À l’occasion de la visite de Xi Jinping en France, ECPM s’est entretenu avec Marie Holzman, sinologue spécialiste de la Chine contemporaine et Présidente de l’association Solidarité Chine, pour passer en revue l’état de la peine de mort dans le pays. Aujourd’hui, si 46 chefs d’accusation sont passibles de la peine capitale, l’empire du milieu continue de cultiver le mystère autour des données relatives à son application. Où en sommes-nous aujourd’hui ?
Crédits : UN Photo/Jean-Marc Ferré

En Chine, le pouvoir central est omniprésent et exerce un contrôle étroit sur tous les aspects de la vie politique, sociale et économique du pays. Sous la direction de Xi Jinping, la centralisation s’est intensifiée, créant un climat de répression où les droits fondamentaux des individus sont régulièrement bafoués.  

La Chine continue de recourir massivement à la peine de mort, avec un nombre de condamnations et d’exécutions le plus élevé au monde. Malgré les multiples appels de la communauté internationale visant à assurer le respect des droits humains, le gouvernement chinois a souvent choisi d’ignorer ces recommandations émises par les autres pays membres de l’ONU ou d’y répondre de manière peu satisfaisante.

Opacité des chiffres concernant la peine de mort en Chine

Malgré les appels des ONG à la transparence, les autorités chinoises ne communiquent aucune donnée, rendant toute estimation des exécutions difficile. En France, lors des rencontres diplomatiques, les défenseurs des droits sont consultés préalablement mais aucun suivi concret des discussions tenues en coulisses ne leur est apporté. En Chine, les données concernant les quelques affaires de peine de mort médiatisées sont soigneusement contrôlées par l’État et utilisées pour manipuler l’opinion publique en instaurant la crainte et en prétendant rendre justice aux victimes de crime. Cette opacité jette un voile sur les pratiques réelles et laisse craindre le pire quant au respect des droits humains et donc donc aux conditions dans lesquelles est appliquée la peine de mort.

Peine de mort avec sursis

Outre la peine de mort dite « à exécution immédiate », la Chine, depuis le début de son régime autoritaire, est le seul pays à pratiquer la peine de mort avec sursis, une mesure qui ajoute une dimension unique à son système judiciaire. Les condamnés à mort ont généralement deux ans pour faire preuve de repentance, ce qui leur permettait éventuellement de voir leur condamnation à la peine de mort commuée en peine de prison à perpétuité.
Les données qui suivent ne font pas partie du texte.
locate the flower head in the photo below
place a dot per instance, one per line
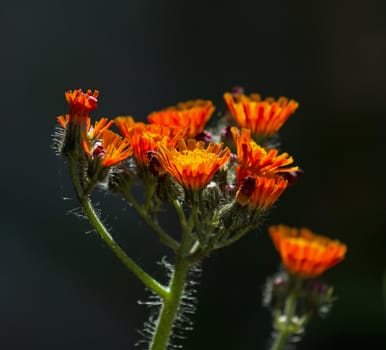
(305, 253)
(145, 138)
(76, 124)
(263, 117)
(258, 191)
(258, 160)
(190, 115)
(81, 103)
(110, 148)
(191, 164)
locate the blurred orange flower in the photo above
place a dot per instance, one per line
(263, 117)
(305, 253)
(258, 160)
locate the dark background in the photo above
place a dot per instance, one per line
(61, 288)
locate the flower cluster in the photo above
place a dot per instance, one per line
(220, 186)
(171, 144)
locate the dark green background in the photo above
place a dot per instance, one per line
(62, 289)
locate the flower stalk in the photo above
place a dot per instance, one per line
(285, 323)
(95, 221)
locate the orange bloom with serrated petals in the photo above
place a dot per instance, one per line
(255, 158)
(262, 117)
(146, 137)
(258, 191)
(110, 148)
(81, 103)
(191, 164)
(190, 115)
(124, 124)
(305, 253)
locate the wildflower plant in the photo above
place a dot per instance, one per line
(222, 182)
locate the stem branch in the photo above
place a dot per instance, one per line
(95, 221)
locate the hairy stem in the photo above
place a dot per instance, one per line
(159, 231)
(286, 327)
(95, 221)
(170, 307)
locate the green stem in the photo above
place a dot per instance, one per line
(95, 221)
(286, 327)
(160, 232)
(170, 306)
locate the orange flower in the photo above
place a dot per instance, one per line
(191, 164)
(146, 137)
(258, 191)
(305, 253)
(81, 103)
(110, 148)
(190, 115)
(263, 117)
(124, 124)
(256, 159)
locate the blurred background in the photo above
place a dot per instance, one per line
(61, 288)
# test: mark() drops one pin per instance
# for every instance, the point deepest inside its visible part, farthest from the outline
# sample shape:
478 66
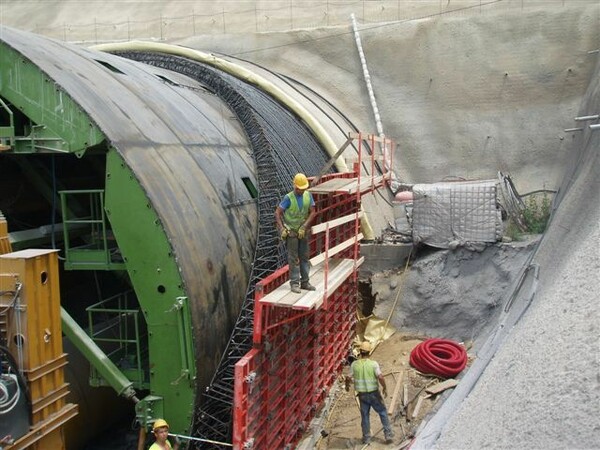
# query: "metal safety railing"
116 327
97 248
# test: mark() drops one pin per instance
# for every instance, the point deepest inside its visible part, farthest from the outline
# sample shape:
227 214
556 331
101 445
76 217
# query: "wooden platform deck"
339 271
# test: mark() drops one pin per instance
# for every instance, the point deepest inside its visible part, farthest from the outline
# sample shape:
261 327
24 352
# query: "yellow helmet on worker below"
300 181
159 423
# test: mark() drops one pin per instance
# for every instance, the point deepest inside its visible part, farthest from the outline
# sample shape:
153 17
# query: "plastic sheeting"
447 215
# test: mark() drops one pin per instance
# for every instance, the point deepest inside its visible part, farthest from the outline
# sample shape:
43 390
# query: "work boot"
307 286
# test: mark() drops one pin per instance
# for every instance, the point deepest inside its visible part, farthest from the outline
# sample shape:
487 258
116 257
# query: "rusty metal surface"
189 154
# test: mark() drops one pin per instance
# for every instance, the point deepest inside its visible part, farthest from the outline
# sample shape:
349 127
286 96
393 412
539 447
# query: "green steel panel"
61 125
158 285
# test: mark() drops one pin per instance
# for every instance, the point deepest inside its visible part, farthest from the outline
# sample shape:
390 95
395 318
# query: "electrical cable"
22 386
439 357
En 2019, alors qu’il se rendait en Chine avec sa femme pour leur voyage de noces, le journaliste australien Yang Heng Jun a été arrêté à la sortie de l’avion puis condamné à la peine de mort avec sursis en février 2024. Accusé de connivence avec l’étranger, il risque désormais la prison à vie si sa peine venait à être commuée.

Zoom sur Hongkong : adoption de la loi fondamentale, « Article 23 »

Cette culture de la répression s’étend à présent à Hong Kong, où la nouvelle loi fondamentale renforce le contrôle de Pékin sur la ville. Sous le prétexte de la sécurité nationale, les autorités peuvent désormais poursuivre des individus à l’étranger, menaçant ainsi la diaspora hongkongaise et les militants des droits humains qui ont fui le régime oppressif chinois. Cette expansion du pouvoir de nuisance chinois au-delà de ses frontières soulève des préoccupations quant à la protection des droits fondamentaux, même en dehors du territoire chinois.

Ainsi la Chine continue de faire face à des défis majeurs en matière de droits humains, avec une politique d’application de la peine de mort opaque et des pratiques de surveillance qui s’étendent à l’échelle internationale. Dans ce climat de répression, la lutte pour l’abolition de la peine de mort semble plus difficile que jamais, laissant peu d’espoir aux activistes abolitionnistes. Les exécutions sont estimées à plusieurs milliers par an, un chiffre qui pourrait être bien en-deçà de la réalité dans le pays.